How We Are Missing the Mark: Jumping the Gun When Worrying Whether AI Will Act in Our Best Interest
- Chad A. Akpabio-Wilson
- Nov 27, 2023
- 2 min read
Updated: Jan 1, 2024

To facilitate an “AI belief system” (ABS) #Core that solves and acts in the best interest of humanity, we must embed within its understanding the answer to the question that is most fundamental to such care/coherence: “What does it mean to be human?” In other words, what is it that distinguishes the human being from any other creature on earth, and is consistent across cultures and throughout histories?
By definition, the answer must be universal across time/history and space/culture, yielding an AI belief system (or decision-making heuristic) that naturally accounts for all of humanity. We must take the time, shedding egos and muddied opinions, to produce the simplest and most accurate conclusion of what it means to be human through a first-principles approach and accepted revelation that this undertaking transcends the realm of weights and biases as we knock on to create self-awareness in silicon form #Plus8 #ChildrenOfGod.
The speed of progress and concomitant concerns has taken off so quickly that it seems as though we have lost sight of AI’s inciting incident: how to make life on Earth more beautiful, more wondrous, more…divine.

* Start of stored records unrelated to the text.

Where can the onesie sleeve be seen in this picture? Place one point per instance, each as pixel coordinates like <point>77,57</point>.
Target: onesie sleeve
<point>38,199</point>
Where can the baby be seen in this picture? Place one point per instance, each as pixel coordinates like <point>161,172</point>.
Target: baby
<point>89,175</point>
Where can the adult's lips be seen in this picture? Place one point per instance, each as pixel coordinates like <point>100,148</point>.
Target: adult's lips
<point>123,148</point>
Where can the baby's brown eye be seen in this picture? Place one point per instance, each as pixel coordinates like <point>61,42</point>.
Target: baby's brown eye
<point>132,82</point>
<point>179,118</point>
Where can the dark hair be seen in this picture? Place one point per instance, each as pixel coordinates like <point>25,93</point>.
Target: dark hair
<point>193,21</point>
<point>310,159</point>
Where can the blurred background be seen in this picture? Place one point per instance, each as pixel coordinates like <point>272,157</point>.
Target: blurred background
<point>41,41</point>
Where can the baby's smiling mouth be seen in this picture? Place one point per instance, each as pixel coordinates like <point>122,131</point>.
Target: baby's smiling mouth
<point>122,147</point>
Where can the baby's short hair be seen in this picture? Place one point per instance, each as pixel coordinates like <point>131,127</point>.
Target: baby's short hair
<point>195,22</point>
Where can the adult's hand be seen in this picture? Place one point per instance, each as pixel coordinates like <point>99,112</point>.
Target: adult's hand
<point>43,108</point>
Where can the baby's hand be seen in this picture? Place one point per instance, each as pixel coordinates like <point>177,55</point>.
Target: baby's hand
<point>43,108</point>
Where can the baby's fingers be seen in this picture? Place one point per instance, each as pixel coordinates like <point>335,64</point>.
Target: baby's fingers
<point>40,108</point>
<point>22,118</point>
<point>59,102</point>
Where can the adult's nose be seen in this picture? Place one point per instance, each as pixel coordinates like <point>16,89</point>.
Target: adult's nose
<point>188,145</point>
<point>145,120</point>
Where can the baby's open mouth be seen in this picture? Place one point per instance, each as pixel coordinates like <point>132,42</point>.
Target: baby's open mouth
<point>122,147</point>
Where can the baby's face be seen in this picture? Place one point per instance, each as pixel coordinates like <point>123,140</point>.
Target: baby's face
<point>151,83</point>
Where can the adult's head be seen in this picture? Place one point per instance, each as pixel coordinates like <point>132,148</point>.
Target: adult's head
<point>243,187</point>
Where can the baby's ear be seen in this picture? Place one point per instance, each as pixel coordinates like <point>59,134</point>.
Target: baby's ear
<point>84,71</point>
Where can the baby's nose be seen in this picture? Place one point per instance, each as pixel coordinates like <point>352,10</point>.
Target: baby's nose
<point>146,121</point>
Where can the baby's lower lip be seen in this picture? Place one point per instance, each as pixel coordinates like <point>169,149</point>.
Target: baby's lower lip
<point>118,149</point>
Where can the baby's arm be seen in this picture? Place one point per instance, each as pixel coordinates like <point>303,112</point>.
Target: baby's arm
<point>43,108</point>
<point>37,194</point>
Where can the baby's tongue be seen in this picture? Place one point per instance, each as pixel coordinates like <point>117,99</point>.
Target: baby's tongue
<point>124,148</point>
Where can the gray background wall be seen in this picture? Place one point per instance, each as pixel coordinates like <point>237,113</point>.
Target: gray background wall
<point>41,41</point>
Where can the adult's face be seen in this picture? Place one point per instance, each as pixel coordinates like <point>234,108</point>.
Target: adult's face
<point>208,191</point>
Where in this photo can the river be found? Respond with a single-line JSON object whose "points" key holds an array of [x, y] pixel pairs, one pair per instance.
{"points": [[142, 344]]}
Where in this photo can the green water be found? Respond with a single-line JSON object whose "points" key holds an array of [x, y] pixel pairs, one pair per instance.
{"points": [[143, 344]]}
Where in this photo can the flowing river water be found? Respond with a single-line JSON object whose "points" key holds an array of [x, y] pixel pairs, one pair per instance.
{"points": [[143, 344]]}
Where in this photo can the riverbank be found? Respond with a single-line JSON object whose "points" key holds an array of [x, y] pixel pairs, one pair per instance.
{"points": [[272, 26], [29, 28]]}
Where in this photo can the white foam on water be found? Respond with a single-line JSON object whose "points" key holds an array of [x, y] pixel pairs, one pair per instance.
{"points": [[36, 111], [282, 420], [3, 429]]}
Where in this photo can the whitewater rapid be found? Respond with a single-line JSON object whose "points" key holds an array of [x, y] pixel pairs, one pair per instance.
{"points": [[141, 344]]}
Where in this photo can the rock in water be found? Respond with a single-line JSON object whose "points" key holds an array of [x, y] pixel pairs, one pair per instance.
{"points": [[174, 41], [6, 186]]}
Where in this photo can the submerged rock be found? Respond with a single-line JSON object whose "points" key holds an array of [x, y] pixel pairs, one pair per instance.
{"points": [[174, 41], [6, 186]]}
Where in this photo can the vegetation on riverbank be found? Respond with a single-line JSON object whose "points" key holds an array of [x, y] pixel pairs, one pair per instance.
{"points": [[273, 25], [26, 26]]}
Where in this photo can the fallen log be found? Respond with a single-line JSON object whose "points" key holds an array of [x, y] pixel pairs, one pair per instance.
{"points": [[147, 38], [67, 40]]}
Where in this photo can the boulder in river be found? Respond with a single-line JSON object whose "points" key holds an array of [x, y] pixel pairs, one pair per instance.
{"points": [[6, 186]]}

Whether we dare admit it or not, there is a silent yearning for a path to utopia. At the same time, we often forget that utopia cannot be predetermined #Singularity, it is emergent. The only thing that can be predetermined is the purpose for utopia, which is another way of saying, the purpose of being human.
Though I have my own answer to this most fundamental question, it is time for the leaders of AI, like Kimbal Musk's brother Elon Musk, Emad Mostaque, Mo Gawdat, Sam Altman, Lex Fridman, Sergei Brin, Ilya Sutskever “etc. etc. etc.” to raise the specter that what AI really means is the opportunity to choose; the opportunity not taken during Covid, to pare back to fundamentals and really take a good look at what we want going forward, and what we really are at the core of our being human, and then decide—the truth of ourselves, or not.